Another reason for the growth of rock and roll can be found in the repressive and uneasy atmosphere of the 1950s. To cope with the threat of the atomic bomb, the Cold War, and communist witch-hunts, young people sought escape from the menacing world created by adults. Teens have always sought out music that has a beat—music they can dance to. In Europe in the late 1700s, they popularized the waltz; and in America during the 1890s, they danced the cakewalk to music that inspired marches and ragtime. The trend continued during the 1920s with the Charleston, in the 1930s and 1940s with the jazz swing bands and the jitterbug, in the 1970s with disco, and in the 1980s and 1990s with hip-hop. Each of these twentieth-century musical forms began as dance and party music before its growing popularity eventually energized both record sales and radio formats.
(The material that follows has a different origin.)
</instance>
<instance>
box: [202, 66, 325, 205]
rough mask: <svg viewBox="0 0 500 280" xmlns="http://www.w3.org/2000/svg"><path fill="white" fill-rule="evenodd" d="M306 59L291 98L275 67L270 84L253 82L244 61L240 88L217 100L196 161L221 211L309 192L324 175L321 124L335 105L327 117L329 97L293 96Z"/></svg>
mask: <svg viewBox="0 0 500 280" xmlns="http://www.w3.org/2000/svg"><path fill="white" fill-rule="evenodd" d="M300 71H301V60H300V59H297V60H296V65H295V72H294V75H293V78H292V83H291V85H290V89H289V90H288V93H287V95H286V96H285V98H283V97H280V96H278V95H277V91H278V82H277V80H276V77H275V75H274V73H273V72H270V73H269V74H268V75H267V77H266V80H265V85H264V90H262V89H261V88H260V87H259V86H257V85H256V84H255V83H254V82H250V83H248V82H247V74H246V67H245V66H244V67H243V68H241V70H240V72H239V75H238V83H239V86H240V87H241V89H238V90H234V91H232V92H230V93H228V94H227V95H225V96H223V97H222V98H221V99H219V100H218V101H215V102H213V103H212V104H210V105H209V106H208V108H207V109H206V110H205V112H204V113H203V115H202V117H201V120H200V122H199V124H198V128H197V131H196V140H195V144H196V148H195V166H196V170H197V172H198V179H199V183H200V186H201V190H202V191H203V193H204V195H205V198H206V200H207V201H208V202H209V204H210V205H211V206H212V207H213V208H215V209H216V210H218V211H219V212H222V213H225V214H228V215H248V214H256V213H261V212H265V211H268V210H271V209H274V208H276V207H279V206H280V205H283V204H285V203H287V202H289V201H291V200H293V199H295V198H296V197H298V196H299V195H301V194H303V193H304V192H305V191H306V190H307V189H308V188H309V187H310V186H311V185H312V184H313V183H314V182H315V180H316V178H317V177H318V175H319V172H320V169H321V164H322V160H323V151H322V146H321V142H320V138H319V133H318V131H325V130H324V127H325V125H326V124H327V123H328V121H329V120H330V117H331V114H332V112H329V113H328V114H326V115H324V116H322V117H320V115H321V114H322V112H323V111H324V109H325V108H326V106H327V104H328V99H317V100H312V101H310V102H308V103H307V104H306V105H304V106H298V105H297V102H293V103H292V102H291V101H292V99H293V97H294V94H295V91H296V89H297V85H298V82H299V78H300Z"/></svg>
Perhaps the most significant factor in the growth of rock and roll was the beginning of the integration of white and black cultures. In addition to increased exposure of black literature, art, and music, several key historical events in the 1950s broke down the borders between black and white cultures. In 1948, President Truman had signed an executive order integrating the armed forces, bringing young men from very different ethnic and economic backgrounds together at the time of the Korean War. Even more significant was the Supreme Court’s Brown v. Board of Education decision in 1954. With this ruling, “separate but equal” laws, which had kept white and black schools, hotels, restaurants, rest rooms, and drinking fountains segregated for decades, were declared unconstitutional. A cultural reflection of the times, rock and roll would burst forth from the midst of these social and political tensions.